O caso é analisado pela Justiça desde 2007, no entanto, a empresa responsável pelo cemitério recorreu diversas vezes. Segundo a promotora Oriani Graciane de Sousa, um laudo pericial constatou que o cimento usado nas sepulturas tinha uma espessura mais fina do que a exigida por lei.

“A porção de terra que cobria os caixões também era menor do que deveria ser. Então acontecia essa infiltração, a água passava pelos corpos em decomposição e comprometia toda a rede de abastecimento", disse a promotora.

Desta vez, os desembargadores da 3ª Câmara Cível seguiram o voto do relator, Walter Carlos Lemes, e reformou uma decisão do juízo da Comarca de Valparaíso de Goiás, que havia indeferido liminar requerida contra a companhia.

Em seu voto, o desembargador ressaltou que o cemitério não possui licença ambiental para funcionamento, mas apenas para a instalação. Por conta disso, ele concluiu que as atividades realizadas no cemitério provocam dano ambiental e, por isso, ele deve se adequar às normas pertinentes. O magistrado entendeu que os requisitos para a concessão da tutela antecipada estavam presentes e decidiu pela reforma da decisão.

Walter Carlos considerou que o perigo de demora estava evidenciado pelas “graves irregularidades relatadas no laudo pericial”. Ele destacou, entre essas irregularidades, a “prática corriqueira de queima de resíduos sólidos a céu aberto, inclusive de caixões retirados das covas”. Quanto ao dano irreversível, o magistrado entendeu que não estava presente no caso já que o município encontra-se no entorno de Brasília, “existindo outras cidades bem próximas e que possuem cemitérios”.

Em nota, a administração do Cemitério Jardim Metropolitano informou que tem todas as licenças para funcionamento e que vai recorrer da decisão judicial.

Medo
Um levantamento da Companhia de Planejamento do Distrito Federal (Codeplan) apontou que 10% das casas de Valparaíso são abastecidas por cisternas e poços artesianos. Por isso, os moradores ficaram assustados com a situação do cemitério, já que todos podem estar consumindo água contaminada.

“A gente que mora próximo tem medo, pois morrem várias pessoas com vários tipos de doenças, então não tem como não ficar preocupado”, disse a dona de casa Elizabete Brasil.

Na casa do vigia Alino da Cruz toda água consumida vem de um poço artesiano. “Aqui a gente não precisa cavar muito fundo para abrir um poço. Como ele dá muito raso, significa que o lençol freático está em cima e não é profundo. Isso preocupa”, disse.

Reparação

A promotora diz, ainda, que a Prefeitura de Valparaíso de Goiás também foi omissa, pois deveria fiscalizar o cemitério. Ela pediu na ação que a empresa faça um reparo dos danos ambientais e que a administração municipal faça a fiscalização desse trabalho.

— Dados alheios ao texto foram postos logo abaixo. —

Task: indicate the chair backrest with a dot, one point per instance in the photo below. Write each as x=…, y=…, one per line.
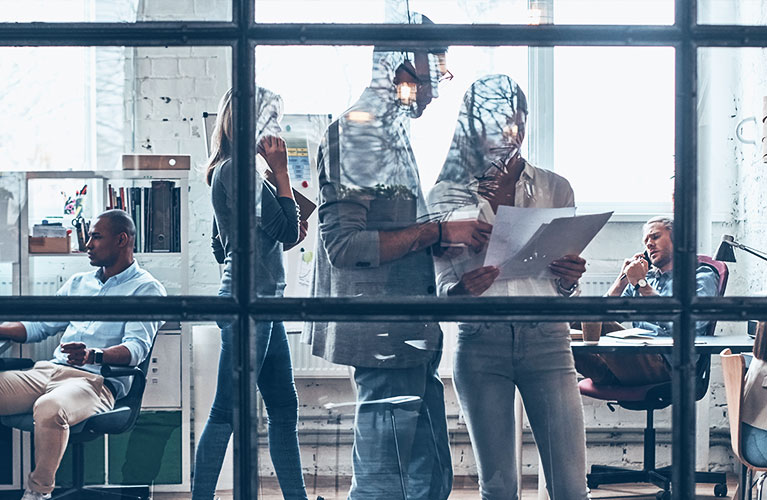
x=724, y=274
x=138, y=384
x=123, y=416
x=733, y=369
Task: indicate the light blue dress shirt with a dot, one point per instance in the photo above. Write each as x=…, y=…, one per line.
x=136, y=336
x=706, y=280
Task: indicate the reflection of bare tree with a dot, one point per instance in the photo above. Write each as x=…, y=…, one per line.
x=110, y=104
x=489, y=132
x=32, y=95
x=21, y=99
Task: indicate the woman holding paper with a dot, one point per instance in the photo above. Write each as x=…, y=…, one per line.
x=484, y=171
x=278, y=223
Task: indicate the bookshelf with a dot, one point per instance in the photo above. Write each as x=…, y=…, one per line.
x=167, y=400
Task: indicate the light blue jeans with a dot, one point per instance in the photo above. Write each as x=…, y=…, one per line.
x=275, y=382
x=754, y=445
x=421, y=435
x=491, y=360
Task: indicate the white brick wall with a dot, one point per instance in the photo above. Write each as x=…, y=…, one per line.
x=175, y=86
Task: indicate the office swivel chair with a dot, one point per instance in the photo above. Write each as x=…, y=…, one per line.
x=649, y=398
x=120, y=419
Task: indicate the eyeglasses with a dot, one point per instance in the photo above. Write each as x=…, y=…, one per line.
x=445, y=74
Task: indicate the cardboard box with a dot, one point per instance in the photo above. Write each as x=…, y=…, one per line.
x=39, y=244
x=156, y=162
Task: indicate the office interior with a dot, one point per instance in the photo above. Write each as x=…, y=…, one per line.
x=611, y=108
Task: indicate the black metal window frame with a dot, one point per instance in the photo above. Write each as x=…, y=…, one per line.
x=242, y=34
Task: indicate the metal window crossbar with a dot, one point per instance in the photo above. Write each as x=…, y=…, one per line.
x=394, y=35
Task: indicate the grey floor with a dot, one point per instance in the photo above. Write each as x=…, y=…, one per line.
x=467, y=489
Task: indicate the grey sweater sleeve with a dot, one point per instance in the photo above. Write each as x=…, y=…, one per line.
x=279, y=216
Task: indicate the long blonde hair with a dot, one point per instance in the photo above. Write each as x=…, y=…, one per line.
x=221, y=140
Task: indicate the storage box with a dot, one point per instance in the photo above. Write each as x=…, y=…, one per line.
x=156, y=162
x=39, y=244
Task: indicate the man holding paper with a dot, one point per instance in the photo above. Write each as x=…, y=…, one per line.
x=484, y=171
x=646, y=274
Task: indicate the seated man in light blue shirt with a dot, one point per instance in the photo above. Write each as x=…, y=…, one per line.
x=69, y=388
x=640, y=278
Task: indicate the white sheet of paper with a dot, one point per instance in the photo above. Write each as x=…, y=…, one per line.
x=514, y=226
x=631, y=332
x=561, y=236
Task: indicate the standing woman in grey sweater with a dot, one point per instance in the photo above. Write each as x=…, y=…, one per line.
x=278, y=223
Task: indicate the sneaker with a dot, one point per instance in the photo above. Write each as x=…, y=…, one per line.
x=33, y=495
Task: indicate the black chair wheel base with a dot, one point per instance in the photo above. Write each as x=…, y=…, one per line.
x=720, y=490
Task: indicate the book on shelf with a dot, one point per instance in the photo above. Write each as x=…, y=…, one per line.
x=156, y=211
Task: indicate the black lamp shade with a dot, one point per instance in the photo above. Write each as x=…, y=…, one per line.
x=725, y=252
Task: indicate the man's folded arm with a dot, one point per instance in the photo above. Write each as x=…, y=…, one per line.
x=13, y=331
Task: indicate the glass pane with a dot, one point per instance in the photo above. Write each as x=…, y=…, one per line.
x=576, y=137
x=108, y=11
x=617, y=124
x=126, y=130
x=462, y=12
x=612, y=12
x=743, y=12
x=731, y=160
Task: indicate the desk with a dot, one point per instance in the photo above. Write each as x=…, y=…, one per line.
x=703, y=345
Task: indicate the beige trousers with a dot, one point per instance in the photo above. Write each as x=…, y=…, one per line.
x=58, y=396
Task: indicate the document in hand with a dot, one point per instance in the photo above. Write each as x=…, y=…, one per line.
x=562, y=236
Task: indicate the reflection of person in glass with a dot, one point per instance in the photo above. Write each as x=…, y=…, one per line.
x=371, y=244
x=484, y=169
x=277, y=224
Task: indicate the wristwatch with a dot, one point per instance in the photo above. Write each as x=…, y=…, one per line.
x=98, y=356
x=567, y=292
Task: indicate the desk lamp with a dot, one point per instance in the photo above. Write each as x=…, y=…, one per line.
x=725, y=252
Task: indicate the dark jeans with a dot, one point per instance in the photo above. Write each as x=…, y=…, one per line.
x=421, y=435
x=275, y=381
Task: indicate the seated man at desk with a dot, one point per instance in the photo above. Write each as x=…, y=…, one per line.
x=642, y=278
x=69, y=388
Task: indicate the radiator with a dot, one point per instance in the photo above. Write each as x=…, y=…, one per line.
x=596, y=285
x=305, y=364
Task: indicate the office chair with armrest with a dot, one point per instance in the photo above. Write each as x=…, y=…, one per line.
x=649, y=398
x=120, y=419
x=734, y=371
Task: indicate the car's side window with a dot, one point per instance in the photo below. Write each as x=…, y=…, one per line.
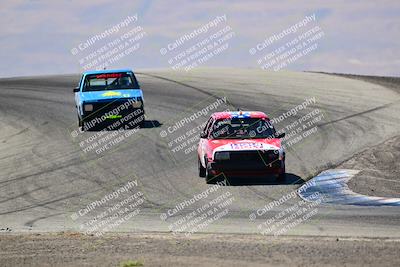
x=208, y=126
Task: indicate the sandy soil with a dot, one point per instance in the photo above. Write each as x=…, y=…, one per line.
x=69, y=249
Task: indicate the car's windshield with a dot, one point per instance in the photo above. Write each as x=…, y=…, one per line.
x=243, y=128
x=110, y=81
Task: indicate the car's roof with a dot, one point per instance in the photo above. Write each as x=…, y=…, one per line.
x=105, y=71
x=239, y=114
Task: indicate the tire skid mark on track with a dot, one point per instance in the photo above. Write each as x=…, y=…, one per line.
x=330, y=186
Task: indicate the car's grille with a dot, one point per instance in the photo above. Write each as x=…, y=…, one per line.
x=254, y=156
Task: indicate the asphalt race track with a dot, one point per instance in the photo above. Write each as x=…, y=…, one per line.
x=46, y=177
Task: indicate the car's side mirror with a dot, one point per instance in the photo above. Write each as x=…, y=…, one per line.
x=203, y=135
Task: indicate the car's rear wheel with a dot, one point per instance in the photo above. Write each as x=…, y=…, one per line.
x=282, y=175
x=202, y=170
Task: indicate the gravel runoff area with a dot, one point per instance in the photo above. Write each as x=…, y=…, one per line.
x=379, y=165
x=72, y=249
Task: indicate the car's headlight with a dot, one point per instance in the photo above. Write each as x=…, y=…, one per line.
x=222, y=156
x=137, y=104
x=88, y=107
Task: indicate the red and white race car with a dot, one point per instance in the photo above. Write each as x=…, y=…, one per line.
x=240, y=143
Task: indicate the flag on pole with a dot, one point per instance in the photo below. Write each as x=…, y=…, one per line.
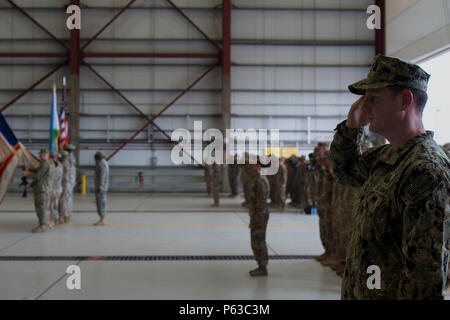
x=64, y=137
x=11, y=155
x=54, y=123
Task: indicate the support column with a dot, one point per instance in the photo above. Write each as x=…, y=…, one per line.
x=226, y=82
x=380, y=48
x=74, y=117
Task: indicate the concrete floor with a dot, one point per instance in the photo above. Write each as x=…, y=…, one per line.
x=159, y=225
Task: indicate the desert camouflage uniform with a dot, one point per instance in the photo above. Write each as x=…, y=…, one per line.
x=64, y=198
x=280, y=181
x=259, y=217
x=208, y=173
x=51, y=191
x=101, y=179
x=290, y=166
x=57, y=191
x=215, y=180
x=234, y=172
x=246, y=174
x=72, y=181
x=41, y=184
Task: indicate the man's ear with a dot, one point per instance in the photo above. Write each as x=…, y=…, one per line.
x=407, y=99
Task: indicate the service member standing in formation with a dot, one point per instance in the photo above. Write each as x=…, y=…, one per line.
x=101, y=179
x=57, y=190
x=51, y=218
x=72, y=179
x=208, y=174
x=234, y=172
x=41, y=186
x=259, y=217
x=402, y=224
x=246, y=178
x=64, y=198
x=216, y=170
x=290, y=166
x=278, y=195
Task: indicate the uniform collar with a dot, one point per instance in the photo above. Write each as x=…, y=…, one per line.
x=391, y=156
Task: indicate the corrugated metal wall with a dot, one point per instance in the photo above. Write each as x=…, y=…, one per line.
x=290, y=60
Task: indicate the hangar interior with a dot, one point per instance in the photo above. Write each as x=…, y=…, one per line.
x=138, y=70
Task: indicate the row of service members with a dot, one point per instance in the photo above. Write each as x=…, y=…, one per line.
x=53, y=184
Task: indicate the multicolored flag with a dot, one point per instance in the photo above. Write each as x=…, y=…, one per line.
x=11, y=155
x=54, y=123
x=64, y=136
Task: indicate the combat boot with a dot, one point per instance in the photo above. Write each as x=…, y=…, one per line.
x=261, y=271
x=340, y=267
x=41, y=228
x=100, y=223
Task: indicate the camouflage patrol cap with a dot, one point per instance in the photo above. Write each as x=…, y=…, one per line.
x=69, y=147
x=388, y=71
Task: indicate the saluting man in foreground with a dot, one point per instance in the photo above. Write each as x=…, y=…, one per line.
x=402, y=222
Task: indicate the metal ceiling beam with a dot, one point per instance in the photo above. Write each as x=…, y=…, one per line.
x=142, y=114
x=38, y=24
x=193, y=24
x=147, y=55
x=107, y=25
x=24, y=92
x=162, y=111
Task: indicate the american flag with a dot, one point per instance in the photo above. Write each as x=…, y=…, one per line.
x=63, y=137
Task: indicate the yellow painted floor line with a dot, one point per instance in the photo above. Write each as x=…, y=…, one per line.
x=167, y=225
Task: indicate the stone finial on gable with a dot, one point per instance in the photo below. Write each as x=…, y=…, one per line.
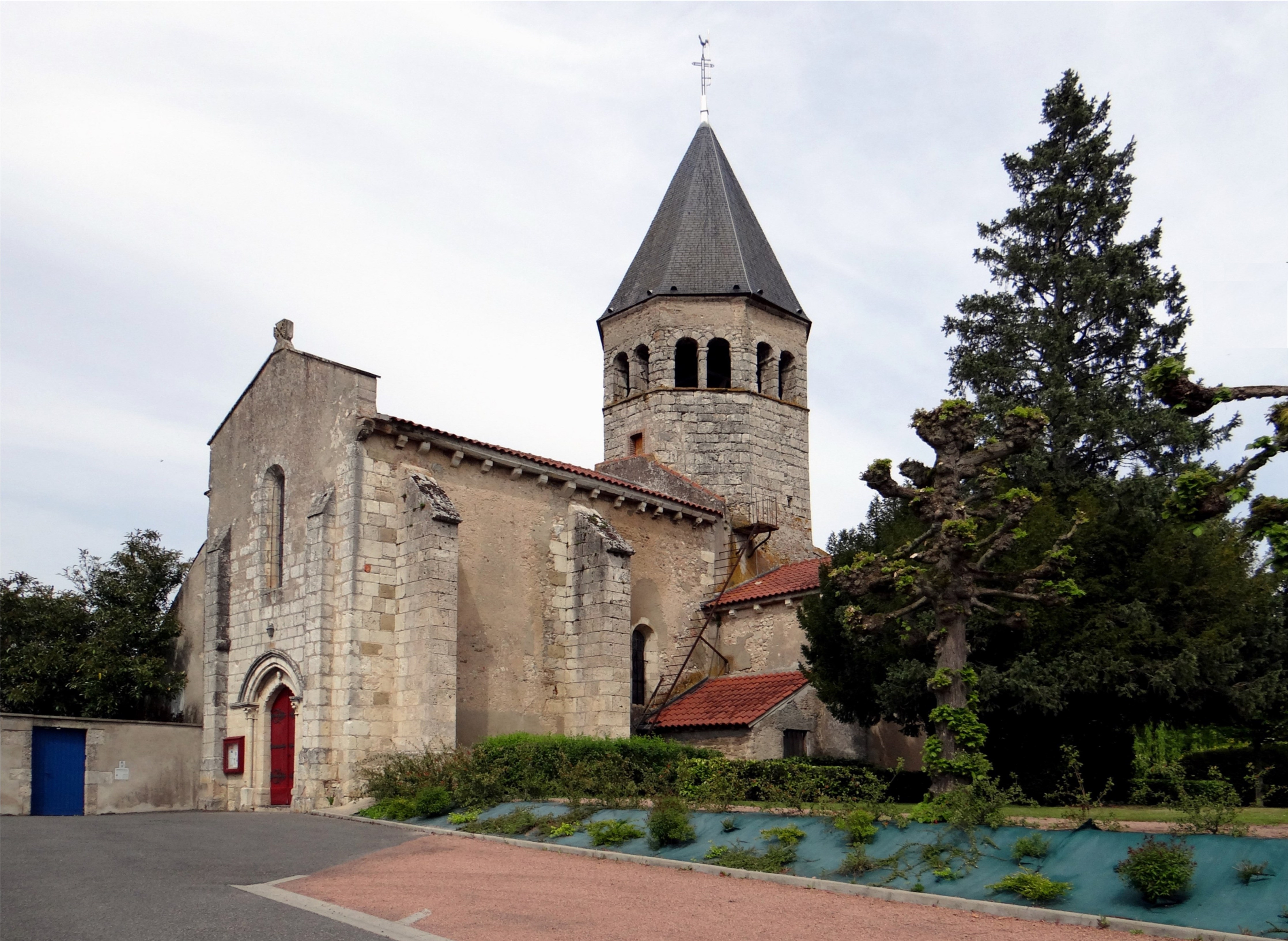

"No caso, eles [empresa] vão ter que fazer uma correção ambiental. Cabe ao próprio município fiscalizar quanto a essa questão, qual que foi o dano, e aí a prefeitura, no seu poder de polícia, pode aplicar essa multa”, destacou Graciane.

O superintendente de fiscalização da prefeitura, Paulo Brito, disse que a administração está resolvendo os problemas apontados pelo MP-GO. Enquanto isso, os enterros terão que ser feitos em outras cidades da região.